TriSept Buys Orbex Launch
(Source: Space News)
Satellite integrator TriSept has purchased a launch of an Orbex rocket.
That deal, announced Tuesday, covers the launch of an Orbex Prime small
launch vehicle from the spaceport under development near Sutherland,
Scotland, in 2022. TriSept's rideshare mission is likely to send up to
20 cubesats and microsatellites into orbit. Orbex Prime, designed to
place up to 150 kilograms into a sun-synchronous orbit, is scheduled to
make its first launch in late 2021. (1/15)
China Launches Smallsats
on Long March 2D (Source: NasaSpaceFlight.com)
China launched several smallsats Tuesday night. A Long March 2D rocket
lifted off from the Taiyuan Satellite Launch Center at 9:53 p.m.

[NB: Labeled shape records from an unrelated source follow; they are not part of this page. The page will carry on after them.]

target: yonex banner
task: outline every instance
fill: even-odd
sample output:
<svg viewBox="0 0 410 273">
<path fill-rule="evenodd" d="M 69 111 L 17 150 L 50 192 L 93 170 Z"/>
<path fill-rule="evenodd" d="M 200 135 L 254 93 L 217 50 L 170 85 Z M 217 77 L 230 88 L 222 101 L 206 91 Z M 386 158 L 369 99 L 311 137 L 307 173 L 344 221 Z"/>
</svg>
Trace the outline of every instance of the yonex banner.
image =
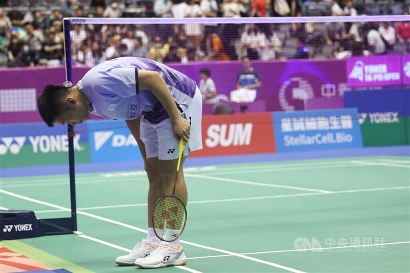
<svg viewBox="0 0 410 273">
<path fill-rule="evenodd" d="M 355 91 L 344 94 L 346 107 L 356 107 L 364 146 L 408 144 L 410 91 L 406 89 Z"/>
<path fill-rule="evenodd" d="M 202 150 L 192 156 L 276 151 L 270 113 L 202 117 Z"/>
<path fill-rule="evenodd" d="M 349 87 L 402 84 L 401 55 L 354 57 L 346 61 L 346 75 Z"/>
<path fill-rule="evenodd" d="M 410 54 L 402 55 L 401 58 L 403 84 L 410 84 Z"/>
<path fill-rule="evenodd" d="M 356 109 L 273 113 L 278 152 L 362 147 Z"/>
<path fill-rule="evenodd" d="M 44 123 L 0 125 L 0 132 L 1 168 L 68 163 L 66 126 L 49 128 Z M 74 135 L 74 147 L 76 162 L 90 162 L 87 133 Z"/>
<path fill-rule="evenodd" d="M 124 121 L 89 121 L 87 125 L 91 162 L 142 160 L 137 142 Z"/>
</svg>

Eastern, carrying as its primary payload the Kuanfu-1 remote sensing
satellite, part of a constellation called Jilin-1. The rocket carried
several other satellites, including two imaging satellites for
Argentine company Satellogic. (1/15)
Pentagon: Space Force
Creation Won't Slow Ongoing Space Acquisitions (Source:
Space News)
A Pentagon official said Tuesday the creation of the U.S. Space Force
should not slow down space-related acquisitions. Ellen Lord,
undersecretary of defense for acquisition and sustainment, said that
while it may take some time to create the new service's acquisition
bureaucracy, she did not expect major programs to slow down as a result
of those changes. The defense authorization bill enacted last month
calls for a breakup the office of the assistant secretary of the Air
Force for acquisition and for the transfer of space programs to a new
organization led by a principal assistant to the secretary of the Air
Force for space acquisition and integration. (1/15)
Length of Satellite
De-Orbit Rule Debated (Source: Space News)
The current 25-year rule for deorbiting satellites is still useful
provided operators are willing to comply with it. Many in the space
industry have called for reducing that guideline to as little as 5-10
years because of the growing number of satellites in low Earth orbit.

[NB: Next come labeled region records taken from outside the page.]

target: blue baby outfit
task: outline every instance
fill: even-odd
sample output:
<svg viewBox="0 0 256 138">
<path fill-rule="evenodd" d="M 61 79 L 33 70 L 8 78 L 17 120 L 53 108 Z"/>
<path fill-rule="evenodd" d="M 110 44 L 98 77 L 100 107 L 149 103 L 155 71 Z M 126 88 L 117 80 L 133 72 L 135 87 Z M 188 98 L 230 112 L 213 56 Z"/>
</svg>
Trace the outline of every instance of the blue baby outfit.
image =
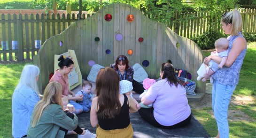
<svg viewBox="0 0 256 138">
<path fill-rule="evenodd" d="M 78 92 L 77 95 L 81 94 L 84 95 L 84 98 L 83 98 L 82 101 L 78 101 L 78 103 L 83 107 L 83 112 L 87 113 L 91 109 L 91 107 L 92 106 L 91 94 L 91 93 L 86 93 L 83 90 L 81 90 Z"/>
</svg>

However, in a conference presentation Tuesday the chief scientist for
NASA's orbital debris office said that models of the orbital debris
population show that changing that guideline alone would do little to
limit the growth of orbital debris. A bigger factor is increasing the
compliance to the existing 25-year guideline, which today less than 50%
of all satellites in low Earth orbit adhere to. (1/15)
Blue Origin, OneWeb,
SpaceX Lead Space Funding Race (Source: CNBC)
Space companies raised a record amount of funding in 2019. A report
Tuesday by investment firm Space Angels concluded that companies in the
industry raised $5.8 billion in nearly 200 rounds last year. That
dollar amount is dominated by funds raised by Blue Origin, OneWeb and
SpaceX, but the report found nearly three-fourths of all the rounds
went to smaller early-stage investments, accounting for $686 million.
Chad Anderson, CEO of Space Angels, said he expects several "pure-play"
space companies to go public this year, but declined to name any likely
candidates to do so. (1/15)
SpaceX Plans Next
Starlink Launch NET January 20 (Source: SpaceFlight Now)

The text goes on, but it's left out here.